The Wolf Prize in Chemistry, 2021, will be awarded to two Weizmann Institute of Science researchers, Prof. Leslie Leiserowitz and Prof. Meir Lahav, both of the Molecular Chemistry and Materials Science Department. It is awarded for their collaborative establishment of the ”fundamental reciprocal influences of three-dimensional molecular structure upon structures of organic crystals.” In a series of dramatic experimental findings, the two proved, for the first time, that one can determine the spatial symmetry of a molecule, in particular the molecules of life, by understanding the morphology of the crystal in which the molecules are assembled and vice versa. These findings became the foundation of the field of stereochemistry of organic crystals, as well as leading to the solving of a 140-year-old riddle. That riddle first arose from the work of Louis Pasteur, who showed how crystals of the same material can mirror one another, but did not understand how this detail ultimately relates to the crystal’s structure.

The recipients of the Wolf Prizes for Science and Art, 2021, were announced on February 9, by the President of Israel, Reuven Rivlin, Israel’s education minister and Chairman of the Wolf Foundation, Yoav Galant, and acting Chair of the Wolf Foundation, Prof. Dan Schechtman, 2011 Nobel Laureate in Chemistry and Wolf Prize recipient in 1999. Due to corona restrictions, for the first time since 1978, there will not be an awards ceremony in the Knesset, but it will be personally delivered to the recipients by members of the Wolf Foundation.

One can determine the spatial symmetry of a molecule, in particular the molecules of life, by understanding the morphology of the crystal in which the molecules are assembled

The Wolf Prize is an annual award given to outstanding scientists and artists from around the world, in the interest of mankind and friendly relations among peoples. This prestigious award has been handed out for the past 43 years, to 354 leading scientists and artists (including the Institute’s Prof. Ada Yonath). This year, the $400,000 Prize will be divided between eight winners from five countries: the US, Italy, Austria, Uruguay and Israel.

The Wolf Prize announcement ceremony. Israel's President Reuven Rivlin

Prof. Leslie Leiserowitz was born in 1934 in Johannesburg, South Africa. He studied electrical engineering at the University of Cape Town and continued on to study the physics of diffraction, in this case, the method used to unravel the properties of crystal structures. In 1959, Leiserowitz made Aliyah to Israel and joined the Weizmann Institute of Science. It was at the Institute that he met Meir Lahav, who would become his future partner in numerous research projects. Lahav was born in Sofia, Bulgaria in 1936 and came to Israel with the declaration of statehood, in 1948. He attended a school for workers’ children in Northern Israel. Lahav studied chemistry and physics at the Hebrew University of Jerusalem, moving to the Weizmann Institute of Science in 1963 for his doctoral studies.

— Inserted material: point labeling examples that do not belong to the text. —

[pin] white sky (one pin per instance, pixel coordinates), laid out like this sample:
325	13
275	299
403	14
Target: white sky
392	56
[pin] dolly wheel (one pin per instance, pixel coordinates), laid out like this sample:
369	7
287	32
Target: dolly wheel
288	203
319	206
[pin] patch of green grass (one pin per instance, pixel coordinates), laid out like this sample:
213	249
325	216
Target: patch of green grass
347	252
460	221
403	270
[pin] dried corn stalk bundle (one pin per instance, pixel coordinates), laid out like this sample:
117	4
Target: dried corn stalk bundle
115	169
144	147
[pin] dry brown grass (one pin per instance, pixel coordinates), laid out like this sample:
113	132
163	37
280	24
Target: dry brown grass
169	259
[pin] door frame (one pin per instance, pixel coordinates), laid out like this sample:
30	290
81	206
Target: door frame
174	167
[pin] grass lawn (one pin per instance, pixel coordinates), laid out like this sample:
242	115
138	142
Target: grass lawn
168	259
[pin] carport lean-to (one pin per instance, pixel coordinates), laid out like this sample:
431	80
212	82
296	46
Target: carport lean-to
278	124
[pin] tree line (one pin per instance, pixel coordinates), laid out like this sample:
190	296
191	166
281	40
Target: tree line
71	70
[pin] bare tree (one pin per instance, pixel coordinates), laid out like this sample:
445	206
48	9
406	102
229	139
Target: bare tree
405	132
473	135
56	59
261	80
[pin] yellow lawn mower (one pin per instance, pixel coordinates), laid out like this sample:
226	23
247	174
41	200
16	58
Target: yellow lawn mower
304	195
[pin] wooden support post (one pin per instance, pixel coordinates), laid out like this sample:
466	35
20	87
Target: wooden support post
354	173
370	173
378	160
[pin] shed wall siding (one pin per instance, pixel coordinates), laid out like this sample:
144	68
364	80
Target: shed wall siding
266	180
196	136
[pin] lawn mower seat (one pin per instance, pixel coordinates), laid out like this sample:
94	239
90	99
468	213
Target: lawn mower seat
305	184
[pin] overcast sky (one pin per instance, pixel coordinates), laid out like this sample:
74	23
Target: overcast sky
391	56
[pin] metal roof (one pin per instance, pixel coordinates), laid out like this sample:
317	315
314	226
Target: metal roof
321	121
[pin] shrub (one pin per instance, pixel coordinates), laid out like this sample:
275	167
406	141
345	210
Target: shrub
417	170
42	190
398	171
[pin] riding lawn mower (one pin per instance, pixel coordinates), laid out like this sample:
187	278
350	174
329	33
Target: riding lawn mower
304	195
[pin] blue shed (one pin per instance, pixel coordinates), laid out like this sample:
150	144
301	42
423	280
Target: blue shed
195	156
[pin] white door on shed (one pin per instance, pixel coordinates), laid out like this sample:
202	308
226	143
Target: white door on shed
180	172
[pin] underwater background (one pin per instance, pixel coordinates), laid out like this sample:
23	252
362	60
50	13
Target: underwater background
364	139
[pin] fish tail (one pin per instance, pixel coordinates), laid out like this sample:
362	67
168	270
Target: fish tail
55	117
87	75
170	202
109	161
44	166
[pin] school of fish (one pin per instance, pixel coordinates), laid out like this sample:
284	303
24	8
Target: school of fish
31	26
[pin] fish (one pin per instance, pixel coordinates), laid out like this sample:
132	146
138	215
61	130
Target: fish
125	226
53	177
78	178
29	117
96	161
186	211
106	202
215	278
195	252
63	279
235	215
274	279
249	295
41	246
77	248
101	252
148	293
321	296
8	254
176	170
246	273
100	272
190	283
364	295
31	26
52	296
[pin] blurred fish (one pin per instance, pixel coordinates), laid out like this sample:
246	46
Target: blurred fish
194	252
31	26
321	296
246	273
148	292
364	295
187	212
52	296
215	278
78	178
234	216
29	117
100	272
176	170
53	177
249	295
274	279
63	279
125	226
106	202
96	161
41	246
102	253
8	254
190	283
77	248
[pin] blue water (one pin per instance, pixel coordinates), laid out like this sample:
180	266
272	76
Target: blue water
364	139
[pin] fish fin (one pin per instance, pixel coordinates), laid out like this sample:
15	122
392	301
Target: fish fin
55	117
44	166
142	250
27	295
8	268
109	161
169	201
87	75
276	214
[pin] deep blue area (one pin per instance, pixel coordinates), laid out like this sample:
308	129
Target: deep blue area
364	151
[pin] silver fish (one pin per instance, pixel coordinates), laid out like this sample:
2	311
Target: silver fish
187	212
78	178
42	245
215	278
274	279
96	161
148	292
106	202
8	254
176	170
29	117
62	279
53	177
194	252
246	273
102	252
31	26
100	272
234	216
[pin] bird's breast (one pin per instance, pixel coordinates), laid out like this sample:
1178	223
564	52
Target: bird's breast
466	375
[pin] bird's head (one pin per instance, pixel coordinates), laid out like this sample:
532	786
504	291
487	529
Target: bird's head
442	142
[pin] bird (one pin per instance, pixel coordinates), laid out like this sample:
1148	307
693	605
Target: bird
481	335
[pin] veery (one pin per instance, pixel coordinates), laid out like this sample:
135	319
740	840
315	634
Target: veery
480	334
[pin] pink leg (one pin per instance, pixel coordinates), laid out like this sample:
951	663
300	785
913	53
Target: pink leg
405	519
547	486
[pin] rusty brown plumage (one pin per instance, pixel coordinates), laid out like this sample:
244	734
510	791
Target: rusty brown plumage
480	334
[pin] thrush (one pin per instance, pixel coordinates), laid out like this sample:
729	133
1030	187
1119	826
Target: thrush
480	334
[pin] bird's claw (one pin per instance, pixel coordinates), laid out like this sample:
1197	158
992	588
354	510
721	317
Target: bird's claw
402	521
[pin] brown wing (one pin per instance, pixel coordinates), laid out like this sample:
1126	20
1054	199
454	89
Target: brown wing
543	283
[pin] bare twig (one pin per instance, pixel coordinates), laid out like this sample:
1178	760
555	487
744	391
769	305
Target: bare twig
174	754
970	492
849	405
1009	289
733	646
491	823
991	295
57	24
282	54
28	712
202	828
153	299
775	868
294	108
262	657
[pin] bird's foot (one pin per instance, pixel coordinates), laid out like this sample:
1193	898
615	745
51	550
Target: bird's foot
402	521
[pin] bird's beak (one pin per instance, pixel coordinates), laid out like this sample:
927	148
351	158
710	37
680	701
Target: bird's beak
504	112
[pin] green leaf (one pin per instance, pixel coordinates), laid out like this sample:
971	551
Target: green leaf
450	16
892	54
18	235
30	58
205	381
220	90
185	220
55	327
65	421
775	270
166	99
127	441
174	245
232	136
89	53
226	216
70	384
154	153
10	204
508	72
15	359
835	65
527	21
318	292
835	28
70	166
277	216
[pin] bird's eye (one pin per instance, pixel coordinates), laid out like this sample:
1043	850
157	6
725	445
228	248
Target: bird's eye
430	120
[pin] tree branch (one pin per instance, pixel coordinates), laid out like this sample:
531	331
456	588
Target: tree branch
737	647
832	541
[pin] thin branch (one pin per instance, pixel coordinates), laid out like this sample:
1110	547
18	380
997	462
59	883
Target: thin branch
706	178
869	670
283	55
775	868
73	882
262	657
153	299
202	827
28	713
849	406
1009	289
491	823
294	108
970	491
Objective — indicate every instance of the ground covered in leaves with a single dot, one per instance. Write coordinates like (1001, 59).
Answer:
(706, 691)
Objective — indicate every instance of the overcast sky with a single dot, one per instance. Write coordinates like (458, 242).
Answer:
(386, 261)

Among the many awards and honors they have received for their collaborative work, Leiserowitz and Lahav received Israel’s top honors, including an Israel Prize in chemistry and physics and an EMET Prize.

Education Minister Galant said of the two: “Prof. Leiserowitz and Prof. Lahav of the Weizmann Institute of Science have conferred great honor, this evening, on the State of Israel. Their success is the success of the whole State of Israel, and I am pleased that my colleagues on the committee selected them and realized the outstanding quality of their research, which led to the solution of a 140-year-old riddle.”